In questa situazione strutturalmente critica sembrano resistere sul territorio, più dell’assetto fisico, i segni e gli affetti. Il paesaggio rimane amato (in particolare dalle famiglie degli ex abitanti, ora in veste di turisti) e torna ad essere importante il ruolo delle emergenze segniche, per lo sguardo cittadino e non contadino: ci si accorge delle costruzioni fuori luogo o fuori scala, si valorizzano le viste in cui il paesaggio tradizionale è integro o quelle con inserti calibrati di modernità. Sul rischio di adulterazione del paesaggio si scatenano piccole guerre e sorgono comitati del No; i sindaci si trovano spesso a dover mediare o a prendere parte a battaglie ideologiche intorno a questioni estetiche che assumono il livello di scontri etici appassionanti.
Nella stagione difficile per le strategie di sviluppo dei territori marginali emerge qualche esempio virtuoso nelle comunità che hanno saputo farsi una bandiera con interventi spot, indicando con segnali di vivacità la possibilità di strade alternative, di offerte culturali e qualche volta etiche, attrattive per i cittadini delusi dall’ambiente urbano.
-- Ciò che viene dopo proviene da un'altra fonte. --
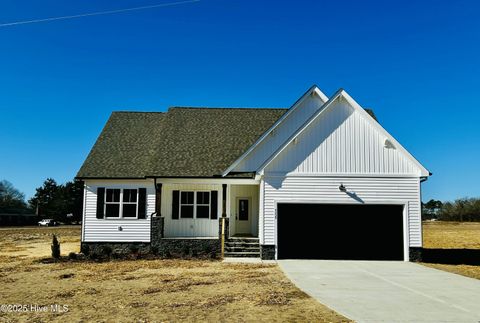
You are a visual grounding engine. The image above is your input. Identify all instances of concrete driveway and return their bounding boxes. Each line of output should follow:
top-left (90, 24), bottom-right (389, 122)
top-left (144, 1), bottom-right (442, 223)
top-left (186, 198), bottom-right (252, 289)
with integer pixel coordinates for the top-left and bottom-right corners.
top-left (278, 260), bottom-right (480, 323)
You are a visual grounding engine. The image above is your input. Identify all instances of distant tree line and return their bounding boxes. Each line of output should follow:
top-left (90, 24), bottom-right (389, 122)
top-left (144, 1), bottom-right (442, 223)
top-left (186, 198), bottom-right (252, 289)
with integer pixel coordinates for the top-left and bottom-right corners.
top-left (422, 198), bottom-right (480, 222)
top-left (0, 178), bottom-right (83, 223)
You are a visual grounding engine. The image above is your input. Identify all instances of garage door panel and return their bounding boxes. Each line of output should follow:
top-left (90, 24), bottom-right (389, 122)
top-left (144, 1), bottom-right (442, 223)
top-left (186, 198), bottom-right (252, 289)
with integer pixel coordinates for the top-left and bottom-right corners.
top-left (277, 204), bottom-right (403, 260)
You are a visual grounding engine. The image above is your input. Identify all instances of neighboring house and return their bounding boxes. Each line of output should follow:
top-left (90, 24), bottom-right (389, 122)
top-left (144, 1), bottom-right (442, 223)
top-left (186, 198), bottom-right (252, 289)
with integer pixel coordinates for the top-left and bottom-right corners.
top-left (77, 86), bottom-right (431, 260)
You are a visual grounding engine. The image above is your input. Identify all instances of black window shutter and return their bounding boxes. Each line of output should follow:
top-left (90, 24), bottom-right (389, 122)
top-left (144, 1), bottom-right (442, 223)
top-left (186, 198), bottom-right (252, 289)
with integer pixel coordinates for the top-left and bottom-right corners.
top-left (138, 188), bottom-right (147, 219)
top-left (210, 191), bottom-right (218, 219)
top-left (97, 187), bottom-right (105, 219)
top-left (172, 191), bottom-right (180, 220)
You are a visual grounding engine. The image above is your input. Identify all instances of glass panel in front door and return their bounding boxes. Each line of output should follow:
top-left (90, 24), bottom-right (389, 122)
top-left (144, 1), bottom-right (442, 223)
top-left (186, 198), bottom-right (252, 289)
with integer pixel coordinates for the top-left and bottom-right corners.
top-left (238, 199), bottom-right (248, 221)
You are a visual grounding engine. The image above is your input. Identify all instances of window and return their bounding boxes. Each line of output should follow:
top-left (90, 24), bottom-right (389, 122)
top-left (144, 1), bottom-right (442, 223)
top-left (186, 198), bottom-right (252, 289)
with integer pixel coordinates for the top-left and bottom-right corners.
top-left (123, 189), bottom-right (137, 218)
top-left (197, 192), bottom-right (210, 219)
top-left (177, 191), bottom-right (211, 219)
top-left (105, 188), bottom-right (120, 218)
top-left (105, 188), bottom-right (138, 219)
top-left (180, 192), bottom-right (195, 219)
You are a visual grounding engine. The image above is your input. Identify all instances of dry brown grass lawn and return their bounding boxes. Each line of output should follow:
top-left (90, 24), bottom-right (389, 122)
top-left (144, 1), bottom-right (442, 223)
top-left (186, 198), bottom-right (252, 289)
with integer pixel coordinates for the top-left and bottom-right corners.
top-left (0, 228), bottom-right (347, 322)
top-left (423, 221), bottom-right (480, 249)
top-left (423, 221), bottom-right (480, 279)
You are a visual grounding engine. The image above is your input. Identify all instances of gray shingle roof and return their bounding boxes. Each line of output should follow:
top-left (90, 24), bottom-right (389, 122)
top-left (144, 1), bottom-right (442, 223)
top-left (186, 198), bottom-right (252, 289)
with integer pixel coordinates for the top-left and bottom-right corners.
top-left (77, 108), bottom-right (287, 178)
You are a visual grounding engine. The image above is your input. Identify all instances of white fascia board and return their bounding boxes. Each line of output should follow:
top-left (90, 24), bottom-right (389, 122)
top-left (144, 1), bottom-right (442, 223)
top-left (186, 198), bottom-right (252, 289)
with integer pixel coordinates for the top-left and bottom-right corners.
top-left (257, 89), bottom-right (343, 175)
top-left (342, 91), bottom-right (430, 177)
top-left (157, 177), bottom-right (260, 185)
top-left (222, 85), bottom-right (328, 176)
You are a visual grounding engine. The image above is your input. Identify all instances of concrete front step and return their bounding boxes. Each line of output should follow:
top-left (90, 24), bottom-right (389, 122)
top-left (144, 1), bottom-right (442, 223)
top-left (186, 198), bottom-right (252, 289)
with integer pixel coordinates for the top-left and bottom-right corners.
top-left (225, 237), bottom-right (260, 258)
top-left (227, 237), bottom-right (260, 243)
top-left (225, 247), bottom-right (260, 253)
top-left (225, 242), bottom-right (260, 248)
top-left (224, 252), bottom-right (260, 258)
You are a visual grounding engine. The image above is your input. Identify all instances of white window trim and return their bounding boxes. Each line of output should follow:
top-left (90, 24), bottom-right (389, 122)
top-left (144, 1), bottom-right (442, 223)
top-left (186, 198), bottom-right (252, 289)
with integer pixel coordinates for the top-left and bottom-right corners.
top-left (178, 190), bottom-right (212, 220)
top-left (103, 187), bottom-right (140, 220)
top-left (194, 191), bottom-right (212, 220)
top-left (178, 190), bottom-right (197, 220)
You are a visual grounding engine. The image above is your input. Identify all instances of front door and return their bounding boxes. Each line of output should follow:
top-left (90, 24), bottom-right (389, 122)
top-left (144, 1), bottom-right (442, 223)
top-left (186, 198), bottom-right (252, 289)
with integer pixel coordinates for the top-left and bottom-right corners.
top-left (235, 198), bottom-right (252, 234)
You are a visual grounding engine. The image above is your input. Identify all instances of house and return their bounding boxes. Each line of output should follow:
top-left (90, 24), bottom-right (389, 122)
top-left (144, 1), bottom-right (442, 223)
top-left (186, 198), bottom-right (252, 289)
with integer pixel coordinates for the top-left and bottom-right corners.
top-left (77, 86), bottom-right (431, 261)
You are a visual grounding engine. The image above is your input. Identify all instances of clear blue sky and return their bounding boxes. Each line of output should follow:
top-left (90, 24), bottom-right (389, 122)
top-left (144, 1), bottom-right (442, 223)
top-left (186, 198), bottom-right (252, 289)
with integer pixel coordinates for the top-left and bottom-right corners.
top-left (0, 0), bottom-right (480, 200)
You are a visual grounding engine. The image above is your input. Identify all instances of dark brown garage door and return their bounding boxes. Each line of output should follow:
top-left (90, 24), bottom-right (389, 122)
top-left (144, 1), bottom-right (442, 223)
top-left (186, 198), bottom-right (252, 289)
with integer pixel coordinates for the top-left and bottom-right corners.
top-left (277, 204), bottom-right (404, 260)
Si tratta spesso di piccoli comuni o quartieri periferici che hanno saputo valorizzare le proprie risorse con buoni progetti di architettura, mentre in qualche caso invece si cominciano a leggere gli esiti positivi di lavori più strutturali e strategici, che muovono dalla rivitalizzazione del paesaggio condotti da gruppi di produttori di nuova generazione e da programmi di gestione integrati, frutto della collaborazione tra più soggetti pubblici e privati.
Il comune denominatore di queste esperienze è la prevalenza degli aspetti gestionali ed operativi su quelli formali, che comunque non vengono trascurati, ma sono supporto e non obiettivo dell’intervento. Alla base della valutazione positiva quindi non stanno solo le qualità architettoniche e la valorizzazione del paesaggio, ma soprattutto la sostenibilità economica delle sperimentazioni e la loro efficacia nel generare sviluppo locale non effimero, in termini di lavoro, di attrattività turistica, di produzioni tipiche.
Un interessante osservatorio di questo tipo di iniziative è il Premio del Paesaggio europeo, le cui selezioni in Italia hanno evidenziato il crescere potente di esperimenti che partono dalle periferie del territorio ma vanno delineando un modello di comportamento di grande interesse, sia per gli enti locali che per i soggetti del III settore, ormai insostituibili protagonisti dei programmi di cura del territorio. Il modello produttivo delle aziende confiscate alle mafie di Libera, la riqualificazione urbana di Carbonia, l’autonomia gestionale dei Parchi della Val di Cornia, vincitori nella selezione italiana nelle scorse edizioni del Premio del paesaggio, sono stati riconosciuti come interventi esemplari dal Consiglio d’Europa, per la sperimentazione attivata e la potenza etica della proposta.